A oração-coleta da missa do Primeiro Domingo da Quaresma indica a riqueza espiritual a ser sempre redescoberta: “progredir no conhecimento de Jesus Cristo” e “corresponder ao seu amor por uma vida santa”.
Ambas as súplicas se referem ao processo que dura à vida inteira, a partir do batismo.
A propósito, aos efésios, afirmara Paulo: “tereis condições para compreender com todos os santos qual é a largura e o comprimento e a altura e a profundidade, e conhecer o amor de Cristo que excede todo o conhecimento para que sejais plenificados com a plenitude de Deus” (Ef 3, 18-19). Portanto, a fonte cristã da compreensão é inesgotável; é sem limites.
Conhecimento e amor se completam e são fruto da oração, pois, são dons da benevolência divina. Por isso, o apóstolo dobra os joelhos diante do Pai para que conceda aos efésios, pelo poder do Espírito, conhecimento e amor (Ef 3,14). Dobrar os joelhos é mais do que uma força de expressão. Traduz a necessidade da súplica, humilde e insistente, a afim de que a revelação do mistério oculto seja acolhida.
Também nossas comunidades podem ser introduzidas em práticas ou em exercícios espirituais que favoreçam o que Paulo suplicou ajoelhado, até porque a Quaresma equivale a um retiro de 40 dias. Entretanto, já não faz parte da existência coletiva. Torna-se cada vez mais difícil vive-la a não ser por opção pessoal.
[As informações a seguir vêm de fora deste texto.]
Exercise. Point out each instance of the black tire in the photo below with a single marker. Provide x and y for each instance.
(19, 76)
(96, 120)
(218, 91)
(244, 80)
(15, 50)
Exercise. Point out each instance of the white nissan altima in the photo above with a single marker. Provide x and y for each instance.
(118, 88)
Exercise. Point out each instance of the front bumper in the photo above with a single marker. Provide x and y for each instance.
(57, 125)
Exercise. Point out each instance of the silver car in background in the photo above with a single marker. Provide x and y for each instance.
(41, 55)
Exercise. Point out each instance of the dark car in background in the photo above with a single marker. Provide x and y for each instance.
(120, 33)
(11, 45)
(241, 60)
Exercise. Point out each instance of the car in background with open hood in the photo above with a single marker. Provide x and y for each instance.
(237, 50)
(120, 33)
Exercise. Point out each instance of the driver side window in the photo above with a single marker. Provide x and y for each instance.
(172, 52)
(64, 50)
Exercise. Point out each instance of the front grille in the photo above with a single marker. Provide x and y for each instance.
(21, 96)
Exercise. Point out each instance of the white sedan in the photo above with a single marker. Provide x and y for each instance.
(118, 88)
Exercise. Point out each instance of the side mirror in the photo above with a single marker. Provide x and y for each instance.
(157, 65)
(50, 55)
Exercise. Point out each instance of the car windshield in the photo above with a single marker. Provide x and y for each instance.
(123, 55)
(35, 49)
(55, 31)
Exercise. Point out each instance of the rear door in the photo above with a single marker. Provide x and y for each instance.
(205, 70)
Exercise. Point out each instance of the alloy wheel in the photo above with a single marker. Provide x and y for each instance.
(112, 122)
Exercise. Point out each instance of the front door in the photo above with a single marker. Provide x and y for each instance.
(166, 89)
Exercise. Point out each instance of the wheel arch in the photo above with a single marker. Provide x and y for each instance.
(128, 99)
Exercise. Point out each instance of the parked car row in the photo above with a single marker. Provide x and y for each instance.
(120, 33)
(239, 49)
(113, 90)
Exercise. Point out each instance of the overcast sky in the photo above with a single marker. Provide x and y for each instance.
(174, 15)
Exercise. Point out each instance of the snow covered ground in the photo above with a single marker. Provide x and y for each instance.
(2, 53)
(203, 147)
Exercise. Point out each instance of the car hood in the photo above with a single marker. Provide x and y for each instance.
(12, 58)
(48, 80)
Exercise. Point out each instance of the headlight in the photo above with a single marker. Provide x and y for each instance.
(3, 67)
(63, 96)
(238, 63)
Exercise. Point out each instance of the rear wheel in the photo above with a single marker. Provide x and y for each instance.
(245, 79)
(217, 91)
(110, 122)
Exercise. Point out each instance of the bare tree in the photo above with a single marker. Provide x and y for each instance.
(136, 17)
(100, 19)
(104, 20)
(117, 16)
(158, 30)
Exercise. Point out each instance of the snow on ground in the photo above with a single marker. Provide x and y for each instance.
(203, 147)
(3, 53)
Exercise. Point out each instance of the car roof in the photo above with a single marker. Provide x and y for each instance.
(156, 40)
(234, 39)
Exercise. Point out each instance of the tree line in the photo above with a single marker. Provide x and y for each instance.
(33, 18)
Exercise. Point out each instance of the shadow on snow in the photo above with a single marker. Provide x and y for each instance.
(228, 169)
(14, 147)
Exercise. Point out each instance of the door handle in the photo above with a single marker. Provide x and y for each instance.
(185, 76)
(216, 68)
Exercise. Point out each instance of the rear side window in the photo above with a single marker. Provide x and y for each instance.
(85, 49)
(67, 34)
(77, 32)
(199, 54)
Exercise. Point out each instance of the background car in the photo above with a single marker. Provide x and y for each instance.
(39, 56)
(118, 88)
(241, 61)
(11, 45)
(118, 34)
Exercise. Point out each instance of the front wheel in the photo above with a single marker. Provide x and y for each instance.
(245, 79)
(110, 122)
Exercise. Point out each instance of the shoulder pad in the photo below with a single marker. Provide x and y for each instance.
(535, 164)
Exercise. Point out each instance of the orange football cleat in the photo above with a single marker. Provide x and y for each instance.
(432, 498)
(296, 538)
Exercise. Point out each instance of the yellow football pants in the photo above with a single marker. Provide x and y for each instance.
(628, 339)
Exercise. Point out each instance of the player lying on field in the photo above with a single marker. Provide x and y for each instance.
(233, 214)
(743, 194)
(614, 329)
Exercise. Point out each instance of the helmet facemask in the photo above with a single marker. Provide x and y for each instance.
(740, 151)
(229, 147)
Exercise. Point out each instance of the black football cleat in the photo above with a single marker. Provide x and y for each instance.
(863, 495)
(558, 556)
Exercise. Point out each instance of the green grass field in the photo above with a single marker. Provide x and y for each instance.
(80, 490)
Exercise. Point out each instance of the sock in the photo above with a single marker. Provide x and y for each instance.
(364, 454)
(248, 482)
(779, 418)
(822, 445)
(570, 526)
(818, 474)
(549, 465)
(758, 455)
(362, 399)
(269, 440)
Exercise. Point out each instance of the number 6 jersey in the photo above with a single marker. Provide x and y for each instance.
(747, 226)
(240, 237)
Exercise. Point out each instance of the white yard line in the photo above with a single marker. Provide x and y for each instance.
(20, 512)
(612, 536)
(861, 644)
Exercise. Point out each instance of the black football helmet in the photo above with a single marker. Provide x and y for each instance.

Mesmo a comunidade de fé ou praticante se envolve na dissipação, deixando-se dispersar diante dos atrativos da distração.
A oração-coleta do Segundo Domingo da Quaresma, em alusão ao evangelho da Transfiguração do Senhor, suplica ao Pai: “alimentai nosso espírito com a vossa Palavra, para que, purificado o olhar de nossa fé, nos alegremos com a visão da vossa glória”.
A palavra do Pai é transmitida pelo Filho: Escutai-o! (Mt 17,5). A glória luminosa na “alta montanha” é o mistério da divindade, simultaneamente visível e invisível na humanidade do Cristo. No monte Calvário, é a mesma glória, ainda que ocultada pela carne desfigurada do Crucificado. No entanto, é manifestada, pois disse: “quando tiverdes elevado o Filho do Homem, então sabereis que EU SOU” (Jo 8, 28). Em ambas as percepções, a do corpo transfigurado e a do desfigurado, supõe a purificação do olhar na fé. Aliás, não são os puros de coração que verão a Deus? Consequentemente, a Quaresma ainda pode ser um exercício de purificação do olhar para conhecer e amar desde este mundo o Cristo de Deus.
Existe sempre a possibilidade do divórcio entre fé e vida. Daí a oportunidade quaresmal do anúncio da mensagem com o apelo à conversão. Não é voltar-se para si, numa espécie de idolatria do próprio eu. É voltar-se para Deus, através do evangelho vivido. Na prática, corresponde ao seguimento, ao discipulado, à adesão ao Evangelho pleno.
A propósito, há uma frase do Mestre sempre desafiadora e especialmente para nossos dias: “pelo crescimento da iniquidade, o amor de muitos esfriará” (Mt 24, 12). Diante da afirmação, não se sabe o que é pior: o crescimento do mal ou o aumento da frieza no amor. O certo é que quando cresce a maldade, o amor talvez não desapareça, mas se esfria e pode congelar-se. Não será esta a situação de tantos católicos indiferentes? Possa a Quaresma nos servir tanto de antídoto quanto de remédio. Para isto é preciso vive-la.